DAIGNEAU Marcel

Par Eric Panthou

Né le 5 juillet 1916 à Clermont-Ferrand (Puy-de-Dôme), ouvrier tôlier chez Michelin, membre de la CGT ; interné politique ; membre du bureau fédéral du Parti communiste (PCF) du Puy-de-Dôme jusqu’en 1955.

Fils d’Alexandre et de Marie Astier, Marcel Daigneau est issu d’une famille où tous les membres, ses parents et ses 2 frères furent salariés chez Michelin. Il eut aussi une sœur. Son père était serrurier chez Michelin puis devint contremaître à l’atelier VD tôlerie.
Marcel était marié avec Jeanne Marie Fraisse et avait une fille. Soldat au BOA détaché aux Part d’artillerie des Gravanches à Clermont-Ferrand en 1936, il le resta jusqu’au 29 juin 1937 date à laquelle il fut affecté à Hauterive (Allier) pour raison disciplinaire. Dénoncé comme sympathisant communiste dans une lettre anonyme envoyée en janvier 1937 au colonel Gonnard, commandant du Parc d’Artillerie, on le dénonce aussi comme auteur avec d’autres d’un vol d’armes au parc, accusation sans fondement selon l’enquête de police puisque aucun vol n’a eu lieu. Il fut libéré en octobre 1937, date à laquelle il est recruté chez Michelin, comme tôlier. Il habitait 25 bis impasse Poncillon à Clermont-Ferrand.
Durant la guerre, son frère, Georges Daigneau fut condamné dès le printemps 1940 à 5 ans de prison pour propagande communiste et son frère Paul Daigneau fut condamné à mort par contumace en 1943 après avoir tué un gendarme lors de l’attaque d’une gendarmerie pour délivrer des réfractaires du STO, à Arlanc (Puy-de-Dôme).

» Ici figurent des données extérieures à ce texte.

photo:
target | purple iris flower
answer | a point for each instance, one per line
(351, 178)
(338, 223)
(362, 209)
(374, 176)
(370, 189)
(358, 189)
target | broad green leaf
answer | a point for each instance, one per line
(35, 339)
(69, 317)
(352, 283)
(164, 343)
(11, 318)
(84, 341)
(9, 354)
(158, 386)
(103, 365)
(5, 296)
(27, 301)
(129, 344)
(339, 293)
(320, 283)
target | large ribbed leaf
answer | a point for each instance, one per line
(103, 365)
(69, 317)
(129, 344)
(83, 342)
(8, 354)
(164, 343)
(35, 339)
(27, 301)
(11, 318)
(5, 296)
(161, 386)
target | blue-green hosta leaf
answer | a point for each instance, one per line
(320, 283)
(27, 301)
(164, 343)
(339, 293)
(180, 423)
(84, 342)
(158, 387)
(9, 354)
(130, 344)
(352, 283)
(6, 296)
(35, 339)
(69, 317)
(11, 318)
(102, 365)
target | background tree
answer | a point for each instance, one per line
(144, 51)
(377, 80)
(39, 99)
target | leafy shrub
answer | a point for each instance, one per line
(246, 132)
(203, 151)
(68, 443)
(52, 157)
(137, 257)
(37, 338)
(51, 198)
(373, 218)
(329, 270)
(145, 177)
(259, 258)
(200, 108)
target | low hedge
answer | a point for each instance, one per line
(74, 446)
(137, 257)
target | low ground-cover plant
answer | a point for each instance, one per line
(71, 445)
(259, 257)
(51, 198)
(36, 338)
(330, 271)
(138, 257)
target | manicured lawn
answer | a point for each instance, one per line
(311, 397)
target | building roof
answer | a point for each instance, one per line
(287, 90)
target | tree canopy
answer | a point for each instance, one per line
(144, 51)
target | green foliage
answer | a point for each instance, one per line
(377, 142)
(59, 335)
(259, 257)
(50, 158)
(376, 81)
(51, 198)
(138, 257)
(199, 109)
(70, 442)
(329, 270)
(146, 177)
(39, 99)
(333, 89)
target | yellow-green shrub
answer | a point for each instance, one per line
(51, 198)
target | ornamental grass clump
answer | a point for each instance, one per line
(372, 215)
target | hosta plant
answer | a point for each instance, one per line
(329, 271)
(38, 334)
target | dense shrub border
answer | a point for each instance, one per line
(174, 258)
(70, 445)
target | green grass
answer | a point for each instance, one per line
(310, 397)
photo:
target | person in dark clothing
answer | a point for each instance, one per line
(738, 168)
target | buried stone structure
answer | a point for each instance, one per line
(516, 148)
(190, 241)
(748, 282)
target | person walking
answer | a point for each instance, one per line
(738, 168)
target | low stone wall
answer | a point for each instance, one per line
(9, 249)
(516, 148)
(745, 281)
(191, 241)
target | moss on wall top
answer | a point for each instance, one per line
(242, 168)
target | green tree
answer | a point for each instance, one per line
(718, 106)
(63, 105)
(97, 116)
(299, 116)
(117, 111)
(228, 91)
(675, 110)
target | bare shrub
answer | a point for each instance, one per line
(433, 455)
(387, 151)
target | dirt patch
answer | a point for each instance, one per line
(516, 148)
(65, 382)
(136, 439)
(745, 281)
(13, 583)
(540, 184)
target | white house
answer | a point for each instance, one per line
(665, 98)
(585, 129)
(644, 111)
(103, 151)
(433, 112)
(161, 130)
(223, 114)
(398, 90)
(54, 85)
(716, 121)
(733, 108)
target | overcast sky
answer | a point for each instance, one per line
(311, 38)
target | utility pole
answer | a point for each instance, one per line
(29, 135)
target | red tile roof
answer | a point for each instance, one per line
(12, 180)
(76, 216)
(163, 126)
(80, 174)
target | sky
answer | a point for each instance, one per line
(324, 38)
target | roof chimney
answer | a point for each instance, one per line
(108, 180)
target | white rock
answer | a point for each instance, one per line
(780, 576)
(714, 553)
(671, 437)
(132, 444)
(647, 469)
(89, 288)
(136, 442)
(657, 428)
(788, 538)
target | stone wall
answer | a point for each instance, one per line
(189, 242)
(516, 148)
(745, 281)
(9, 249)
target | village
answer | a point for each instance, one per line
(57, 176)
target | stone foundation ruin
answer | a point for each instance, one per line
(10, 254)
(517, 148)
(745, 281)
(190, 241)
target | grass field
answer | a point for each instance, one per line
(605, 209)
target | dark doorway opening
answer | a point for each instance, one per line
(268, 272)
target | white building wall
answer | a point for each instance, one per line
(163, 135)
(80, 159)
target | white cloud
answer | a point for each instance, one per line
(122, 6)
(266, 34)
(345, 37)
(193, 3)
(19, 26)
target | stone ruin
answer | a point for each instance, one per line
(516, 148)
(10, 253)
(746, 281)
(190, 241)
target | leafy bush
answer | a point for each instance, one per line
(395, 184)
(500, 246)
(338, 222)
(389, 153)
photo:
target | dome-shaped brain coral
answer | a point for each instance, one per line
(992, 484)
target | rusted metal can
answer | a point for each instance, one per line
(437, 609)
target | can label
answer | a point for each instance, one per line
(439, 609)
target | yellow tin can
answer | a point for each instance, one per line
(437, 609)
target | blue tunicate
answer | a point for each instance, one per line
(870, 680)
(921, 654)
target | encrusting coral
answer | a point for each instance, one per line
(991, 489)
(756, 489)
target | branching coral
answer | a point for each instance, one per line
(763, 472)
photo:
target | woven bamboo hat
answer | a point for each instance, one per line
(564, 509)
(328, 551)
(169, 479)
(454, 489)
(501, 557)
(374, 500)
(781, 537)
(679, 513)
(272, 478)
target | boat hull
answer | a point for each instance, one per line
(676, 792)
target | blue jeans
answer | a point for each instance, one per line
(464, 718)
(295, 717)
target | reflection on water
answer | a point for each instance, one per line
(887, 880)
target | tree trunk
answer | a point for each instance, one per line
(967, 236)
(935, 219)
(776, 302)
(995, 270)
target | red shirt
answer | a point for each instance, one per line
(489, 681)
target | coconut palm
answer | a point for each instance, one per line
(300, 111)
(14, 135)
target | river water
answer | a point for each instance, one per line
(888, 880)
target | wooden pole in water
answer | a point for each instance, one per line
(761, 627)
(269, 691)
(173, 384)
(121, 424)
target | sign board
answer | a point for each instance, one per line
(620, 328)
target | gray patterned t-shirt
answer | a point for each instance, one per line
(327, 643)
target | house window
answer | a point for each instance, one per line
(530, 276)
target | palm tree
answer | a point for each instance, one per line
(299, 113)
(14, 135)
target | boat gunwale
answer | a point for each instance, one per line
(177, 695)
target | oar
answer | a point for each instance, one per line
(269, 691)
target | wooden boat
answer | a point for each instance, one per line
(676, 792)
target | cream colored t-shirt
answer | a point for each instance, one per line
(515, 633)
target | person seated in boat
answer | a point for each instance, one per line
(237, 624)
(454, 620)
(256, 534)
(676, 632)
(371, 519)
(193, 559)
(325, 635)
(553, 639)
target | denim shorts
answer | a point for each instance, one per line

En 1941, lors d’une importante enquête il fut identifié parmi les militants communistes ayant une activité. Il était déjà connu à cette époque comme communiste et frère d’un autre suspect, Paul. Il est perquisitionné le 21 octobre 1941. Il déclare alors avoir adhéré au PCF depuis 1937 jusqu’à dissolution. Il nia avoir caché matériel, diffuser tracts, et affirma ne connaître personne se livrant à propagande.

Il fut élu au Comité fédéral du PCF Puy-de-Dôme au moins à partir de 1949 mais ne fut plus proposé en 1955. Il était alors membre du secrétariat de la Section Michelin mais il est dit qu’il a alors une activité réduite, qu’il ne voit pas la nécessité de réunir sa cellule, qu’il nie l’esprit combatif de la classe ouvrière. On lui reproche aussi de ne plus assister au Comité fédéral. Il est probable que cette mise à l’écart doive être mise en relation avec celle de Robert Marchadier qui survient au même moment et qui après avoir été membre du Comité central jusqu’en 1950 et secrétaire de l’UD CGT depuis 1946, est poussé à démissionné à l’automne 1955. En tant qu’ancien secrétaire de la CGT Michelin de 1936 à 1939, Marchadier semble avoir été lié aux frères Daigneau qu’il appelle affectueusement "Les Trois Mousquetaires" dans ses notes manuscrites.

Pour citer cet article :
http://maitron-en-ligne.univ-paris1.fr/spip.php?article218480, notice DAIGNEAU Marcel par Eric Panthou, version mise en ligne le 14 août 2019, dernière modification le 19 août 2019.

Par Eric Panthou

SOURCES : AD63 1296W100 : Rapport du commissaire de Police Judiciaire Pigeon à Monsieur le Commissaire divisionnaire Chef de la 2éme Section à l’Inspection Générale des Services de Police Judiciaire, le 13 octobre 1941 .— AD 63 1296W100 : affaire Sauvignet et autres. Septembre 1941 .— AD 63 1296W100 PV Marcel Daigneau, 21/10/41 .— 1296W101 : notice individuelle d’inculpé .— Archives de la Ville de Paris : Pérotin, 29, Rapport du commissaire Dumousseau, 8 décembre 1938, Au sujet des vols d’armes aux Gravanches .— Membre du Comité fédéral non reproposés par le Bureau Fédéral actuel, 1955. archives privées .— Généanet.